I also quit the gym this weekend. I have put the membership on hold indefinitely so that I can spend the next few months on my DVD based fitness and taking full advantage of the gym I faithfully built in the basement. It will also save us $70 a month which will, I assume, go towards a cloth diaper service and not towards a new exhaust or HID headlights for the Jeep or Tony Horton’s 1 on 1 fitness.

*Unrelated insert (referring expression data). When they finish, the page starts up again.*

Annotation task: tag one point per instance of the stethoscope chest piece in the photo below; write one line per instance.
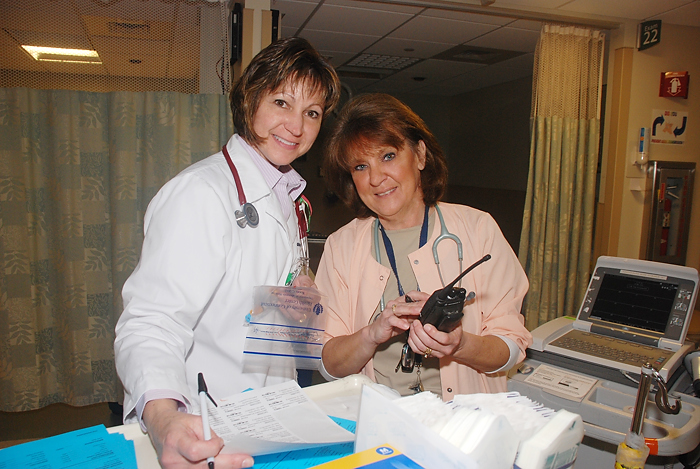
(248, 216)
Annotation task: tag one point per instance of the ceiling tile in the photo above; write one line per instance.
(687, 15)
(635, 9)
(526, 24)
(522, 40)
(127, 46)
(397, 47)
(341, 42)
(336, 58)
(52, 19)
(438, 70)
(343, 19)
(465, 16)
(293, 13)
(151, 66)
(14, 58)
(141, 10)
(441, 30)
(37, 38)
(370, 5)
(78, 69)
(531, 4)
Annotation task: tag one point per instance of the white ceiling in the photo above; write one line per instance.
(341, 29)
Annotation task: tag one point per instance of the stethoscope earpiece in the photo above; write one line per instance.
(248, 216)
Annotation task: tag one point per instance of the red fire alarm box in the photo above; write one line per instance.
(674, 85)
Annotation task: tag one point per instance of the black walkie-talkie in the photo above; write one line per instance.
(444, 307)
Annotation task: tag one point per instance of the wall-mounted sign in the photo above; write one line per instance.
(674, 85)
(668, 127)
(648, 34)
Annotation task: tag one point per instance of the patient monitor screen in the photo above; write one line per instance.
(635, 302)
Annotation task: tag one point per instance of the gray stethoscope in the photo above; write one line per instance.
(248, 215)
(444, 234)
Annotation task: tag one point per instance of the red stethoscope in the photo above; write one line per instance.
(248, 215)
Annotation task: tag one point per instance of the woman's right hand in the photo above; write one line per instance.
(179, 439)
(397, 317)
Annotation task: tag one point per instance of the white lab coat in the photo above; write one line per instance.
(186, 301)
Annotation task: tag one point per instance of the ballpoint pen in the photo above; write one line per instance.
(203, 396)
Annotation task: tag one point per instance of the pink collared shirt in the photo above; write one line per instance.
(285, 182)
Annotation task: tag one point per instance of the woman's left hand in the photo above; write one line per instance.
(429, 341)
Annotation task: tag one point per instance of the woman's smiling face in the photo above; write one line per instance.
(288, 121)
(388, 181)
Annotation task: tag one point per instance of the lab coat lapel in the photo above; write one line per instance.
(256, 190)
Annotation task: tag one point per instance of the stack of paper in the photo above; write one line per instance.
(88, 448)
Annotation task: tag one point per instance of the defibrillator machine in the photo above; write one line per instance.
(634, 312)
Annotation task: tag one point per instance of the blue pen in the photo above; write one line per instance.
(203, 395)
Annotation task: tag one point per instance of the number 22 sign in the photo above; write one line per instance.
(648, 34)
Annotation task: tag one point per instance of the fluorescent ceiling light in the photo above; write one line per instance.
(55, 54)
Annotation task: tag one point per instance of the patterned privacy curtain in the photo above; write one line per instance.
(557, 232)
(77, 171)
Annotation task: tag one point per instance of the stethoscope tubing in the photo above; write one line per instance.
(444, 234)
(248, 215)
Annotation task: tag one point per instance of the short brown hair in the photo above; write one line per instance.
(289, 60)
(379, 119)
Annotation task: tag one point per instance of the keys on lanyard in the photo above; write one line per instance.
(302, 207)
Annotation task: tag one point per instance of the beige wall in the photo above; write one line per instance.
(490, 136)
(633, 87)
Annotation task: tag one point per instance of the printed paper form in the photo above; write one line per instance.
(562, 383)
(273, 419)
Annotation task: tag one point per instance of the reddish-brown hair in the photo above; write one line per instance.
(379, 119)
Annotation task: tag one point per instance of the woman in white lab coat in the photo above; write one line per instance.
(203, 253)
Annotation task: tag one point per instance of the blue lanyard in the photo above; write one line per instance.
(390, 249)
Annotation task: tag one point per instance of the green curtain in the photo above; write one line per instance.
(557, 232)
(77, 171)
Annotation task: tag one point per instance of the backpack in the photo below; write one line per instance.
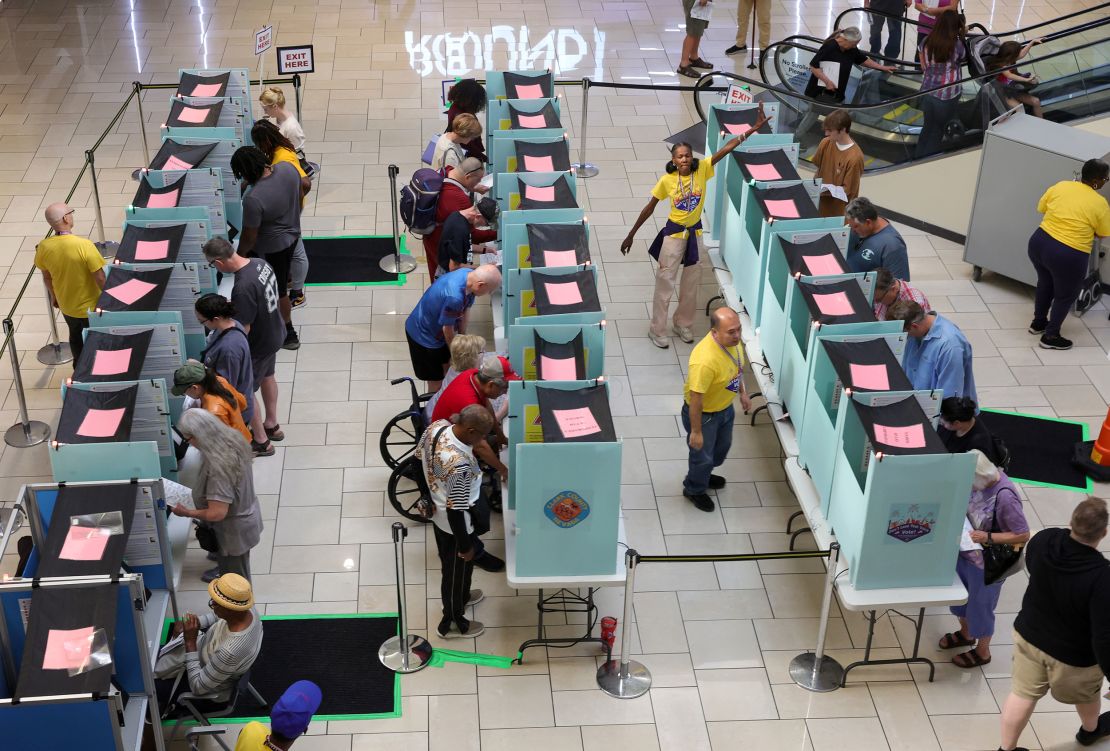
(419, 200)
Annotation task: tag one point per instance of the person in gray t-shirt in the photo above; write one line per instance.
(271, 221)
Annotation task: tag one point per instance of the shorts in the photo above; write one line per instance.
(1036, 673)
(427, 364)
(281, 261)
(695, 27)
(264, 368)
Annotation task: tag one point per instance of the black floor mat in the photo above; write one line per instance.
(1040, 448)
(350, 261)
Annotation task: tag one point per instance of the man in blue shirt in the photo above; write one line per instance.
(938, 356)
(442, 313)
(874, 243)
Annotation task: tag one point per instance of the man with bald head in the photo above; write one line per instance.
(73, 272)
(715, 377)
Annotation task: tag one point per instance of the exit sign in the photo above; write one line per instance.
(294, 60)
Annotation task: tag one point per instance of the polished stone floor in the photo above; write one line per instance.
(717, 638)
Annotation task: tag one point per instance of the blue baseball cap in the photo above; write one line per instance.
(293, 712)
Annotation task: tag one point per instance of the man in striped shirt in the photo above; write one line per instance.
(454, 481)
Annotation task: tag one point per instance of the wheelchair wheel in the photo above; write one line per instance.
(400, 437)
(406, 493)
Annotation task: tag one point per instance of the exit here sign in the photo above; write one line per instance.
(294, 59)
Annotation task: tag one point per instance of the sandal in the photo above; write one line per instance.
(955, 640)
(970, 659)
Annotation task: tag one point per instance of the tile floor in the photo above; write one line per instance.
(717, 638)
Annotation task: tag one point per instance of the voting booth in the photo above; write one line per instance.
(899, 498)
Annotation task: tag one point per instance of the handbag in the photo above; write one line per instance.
(1000, 560)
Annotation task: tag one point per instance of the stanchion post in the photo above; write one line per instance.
(399, 263)
(816, 670)
(56, 352)
(625, 679)
(582, 168)
(26, 433)
(405, 652)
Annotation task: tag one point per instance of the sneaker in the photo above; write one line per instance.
(1055, 343)
(473, 629)
(490, 562)
(702, 501)
(1085, 738)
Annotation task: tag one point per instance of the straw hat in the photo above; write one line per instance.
(232, 591)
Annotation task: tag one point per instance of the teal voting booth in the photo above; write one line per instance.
(899, 498)
(566, 523)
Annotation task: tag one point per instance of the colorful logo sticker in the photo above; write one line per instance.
(566, 509)
(911, 524)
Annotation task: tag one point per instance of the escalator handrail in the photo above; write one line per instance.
(707, 79)
(1105, 6)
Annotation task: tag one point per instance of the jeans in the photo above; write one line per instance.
(716, 440)
(1060, 274)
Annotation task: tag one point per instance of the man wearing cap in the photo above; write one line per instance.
(219, 647)
(289, 720)
(441, 313)
(73, 272)
(456, 242)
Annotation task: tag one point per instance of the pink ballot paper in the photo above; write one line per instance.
(84, 544)
(574, 423)
(152, 250)
(129, 292)
(561, 259)
(783, 209)
(869, 376)
(530, 91)
(558, 369)
(532, 121)
(909, 436)
(540, 192)
(538, 163)
(100, 423)
(193, 114)
(564, 293)
(67, 649)
(163, 200)
(764, 172)
(111, 362)
(174, 163)
(834, 304)
(823, 265)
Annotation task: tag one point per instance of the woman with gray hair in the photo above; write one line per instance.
(223, 495)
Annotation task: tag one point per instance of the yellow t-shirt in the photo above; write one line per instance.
(1073, 213)
(252, 738)
(714, 374)
(686, 195)
(71, 261)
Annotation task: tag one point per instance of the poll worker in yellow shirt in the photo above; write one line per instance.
(678, 245)
(715, 377)
(289, 720)
(73, 272)
(1060, 249)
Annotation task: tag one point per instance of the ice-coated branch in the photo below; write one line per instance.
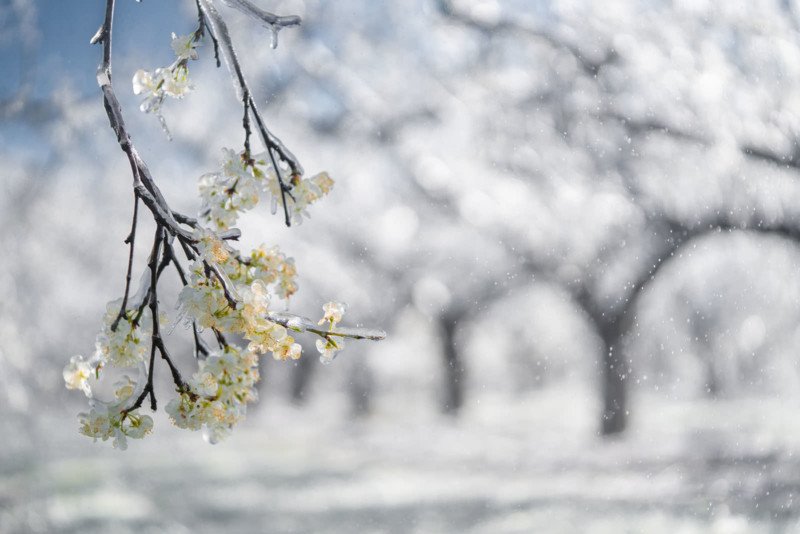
(219, 29)
(299, 323)
(144, 185)
(274, 23)
(226, 293)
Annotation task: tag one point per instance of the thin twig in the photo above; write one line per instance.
(131, 240)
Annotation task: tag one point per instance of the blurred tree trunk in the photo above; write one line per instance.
(301, 377)
(360, 387)
(453, 397)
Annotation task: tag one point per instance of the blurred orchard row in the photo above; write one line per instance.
(527, 194)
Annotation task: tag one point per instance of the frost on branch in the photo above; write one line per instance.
(225, 294)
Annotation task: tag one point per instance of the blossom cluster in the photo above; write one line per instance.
(172, 81)
(109, 420)
(225, 291)
(266, 274)
(243, 177)
(217, 394)
(123, 342)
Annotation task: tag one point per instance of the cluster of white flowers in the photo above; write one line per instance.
(110, 420)
(242, 177)
(218, 393)
(234, 188)
(266, 274)
(172, 81)
(302, 193)
(123, 343)
(224, 291)
(328, 347)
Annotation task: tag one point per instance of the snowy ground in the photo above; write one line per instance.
(510, 464)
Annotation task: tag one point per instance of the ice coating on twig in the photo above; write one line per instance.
(273, 23)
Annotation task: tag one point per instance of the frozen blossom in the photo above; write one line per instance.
(237, 186)
(218, 393)
(172, 81)
(77, 373)
(110, 420)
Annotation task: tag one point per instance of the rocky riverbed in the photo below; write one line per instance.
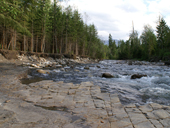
(52, 104)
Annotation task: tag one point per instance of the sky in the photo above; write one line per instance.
(115, 17)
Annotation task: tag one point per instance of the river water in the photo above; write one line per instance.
(153, 88)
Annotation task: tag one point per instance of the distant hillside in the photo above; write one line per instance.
(106, 42)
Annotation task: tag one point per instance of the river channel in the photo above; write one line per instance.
(153, 88)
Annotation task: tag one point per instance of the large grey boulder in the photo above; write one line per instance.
(137, 76)
(107, 75)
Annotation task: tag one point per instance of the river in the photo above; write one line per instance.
(153, 88)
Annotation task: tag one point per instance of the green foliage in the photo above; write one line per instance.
(45, 26)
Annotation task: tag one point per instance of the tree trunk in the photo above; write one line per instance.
(24, 42)
(76, 48)
(32, 38)
(4, 37)
(37, 43)
(43, 43)
(83, 49)
(11, 42)
(61, 45)
(15, 39)
(66, 42)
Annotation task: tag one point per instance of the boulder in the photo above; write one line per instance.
(98, 66)
(167, 63)
(87, 68)
(43, 71)
(129, 62)
(107, 75)
(8, 54)
(137, 76)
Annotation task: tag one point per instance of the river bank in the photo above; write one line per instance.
(52, 104)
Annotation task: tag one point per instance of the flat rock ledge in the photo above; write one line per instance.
(65, 105)
(48, 104)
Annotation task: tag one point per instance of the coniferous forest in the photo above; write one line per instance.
(150, 45)
(46, 27)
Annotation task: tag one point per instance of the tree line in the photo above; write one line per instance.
(150, 44)
(45, 26)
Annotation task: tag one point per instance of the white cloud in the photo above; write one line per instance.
(116, 16)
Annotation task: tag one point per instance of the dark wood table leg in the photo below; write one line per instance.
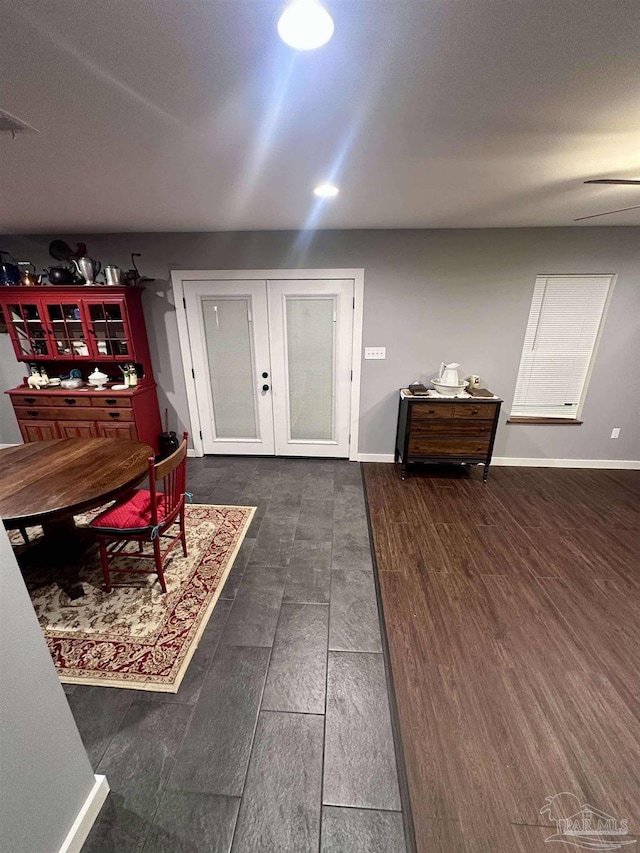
(64, 549)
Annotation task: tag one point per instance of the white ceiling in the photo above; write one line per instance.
(177, 115)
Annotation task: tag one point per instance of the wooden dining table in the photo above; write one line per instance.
(48, 482)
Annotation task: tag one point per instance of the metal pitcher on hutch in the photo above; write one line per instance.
(87, 268)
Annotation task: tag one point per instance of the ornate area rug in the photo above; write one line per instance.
(135, 636)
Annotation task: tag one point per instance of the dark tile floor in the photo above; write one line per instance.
(279, 739)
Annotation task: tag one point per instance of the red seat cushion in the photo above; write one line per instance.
(132, 515)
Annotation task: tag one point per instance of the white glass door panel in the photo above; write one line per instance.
(228, 329)
(310, 330)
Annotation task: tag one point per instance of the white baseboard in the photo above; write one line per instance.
(531, 462)
(86, 817)
(375, 457)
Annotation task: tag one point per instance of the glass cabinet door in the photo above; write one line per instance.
(69, 337)
(109, 329)
(28, 330)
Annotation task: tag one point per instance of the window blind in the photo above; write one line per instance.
(564, 322)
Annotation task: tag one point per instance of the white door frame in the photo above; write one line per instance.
(180, 279)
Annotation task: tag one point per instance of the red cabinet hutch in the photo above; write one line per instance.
(83, 327)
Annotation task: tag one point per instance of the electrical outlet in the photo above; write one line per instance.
(375, 352)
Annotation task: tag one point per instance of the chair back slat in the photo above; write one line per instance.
(172, 471)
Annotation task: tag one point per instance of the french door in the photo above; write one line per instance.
(272, 364)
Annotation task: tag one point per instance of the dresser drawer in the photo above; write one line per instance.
(448, 447)
(111, 402)
(424, 411)
(31, 400)
(73, 413)
(80, 413)
(481, 411)
(453, 427)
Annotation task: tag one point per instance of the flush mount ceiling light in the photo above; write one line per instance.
(305, 25)
(326, 191)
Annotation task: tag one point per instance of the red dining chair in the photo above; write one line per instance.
(151, 515)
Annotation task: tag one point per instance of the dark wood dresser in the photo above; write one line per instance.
(432, 429)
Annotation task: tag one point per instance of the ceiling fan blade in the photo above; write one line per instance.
(608, 213)
(623, 181)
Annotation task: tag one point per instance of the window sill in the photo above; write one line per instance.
(545, 421)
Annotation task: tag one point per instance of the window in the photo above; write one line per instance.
(559, 346)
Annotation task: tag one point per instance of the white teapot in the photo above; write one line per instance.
(97, 379)
(449, 374)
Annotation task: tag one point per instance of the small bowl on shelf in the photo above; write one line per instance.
(71, 384)
(98, 380)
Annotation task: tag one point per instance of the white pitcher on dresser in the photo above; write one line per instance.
(449, 373)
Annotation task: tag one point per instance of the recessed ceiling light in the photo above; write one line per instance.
(305, 25)
(326, 190)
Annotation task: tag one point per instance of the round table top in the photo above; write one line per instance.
(44, 479)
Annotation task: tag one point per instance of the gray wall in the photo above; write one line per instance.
(430, 296)
(46, 775)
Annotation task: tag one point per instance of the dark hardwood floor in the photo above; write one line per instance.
(511, 611)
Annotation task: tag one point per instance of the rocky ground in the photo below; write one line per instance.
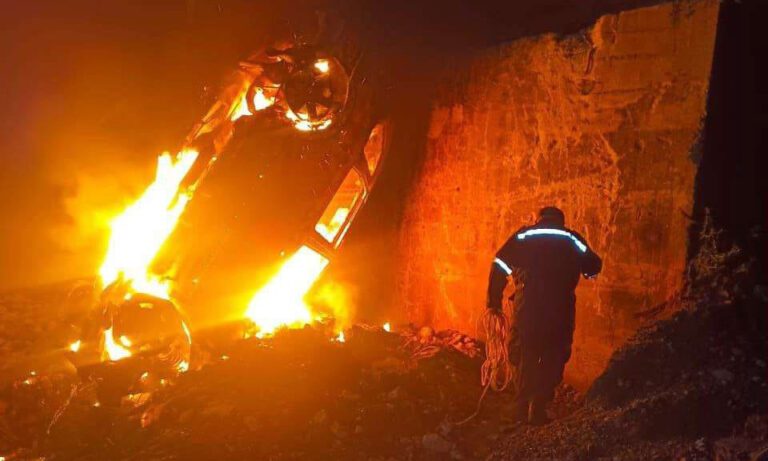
(690, 387)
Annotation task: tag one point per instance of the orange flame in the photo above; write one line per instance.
(112, 349)
(141, 230)
(280, 303)
(260, 102)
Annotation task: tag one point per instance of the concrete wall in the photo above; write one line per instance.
(603, 124)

The buildup was pretty simple, I suspended 2×4’s from the ceiling joists using 4 large nails each. I will eventually put a lag bolt through each one but for now they are OK. I had bought a hollow metal bar, 48″ long and drilled a similar sized hole through each 2×4 as you can see. I simply threaded the bar through the holes and as you can see, the last support is a little off in alignment. That was due to the fact that when I drilled the holes, at least one of them was at a slight angle. I am not sure how you would combat this without the use of a drill press but it doesn’t seem to have affected it in any way.

The bar was around $25, the wood I had laying around as spare pieces as I did with the nails. I will have to buy the lag bolts / carriage bolts.

I am around 260lbs right now and the bar I set up in the basement (which I will discuss at a later time) has a very slight bow to it now after some vigorous use. However, that one is across a 36″ door frame. I don’t expect this one will bend at all given the 3 support points.

My plan is not to hang from between the 2x4s since I would bang my head on the central support, but rather to use one hand on the outside of one end support and the other between the two far supports to give my head room to clear the bar.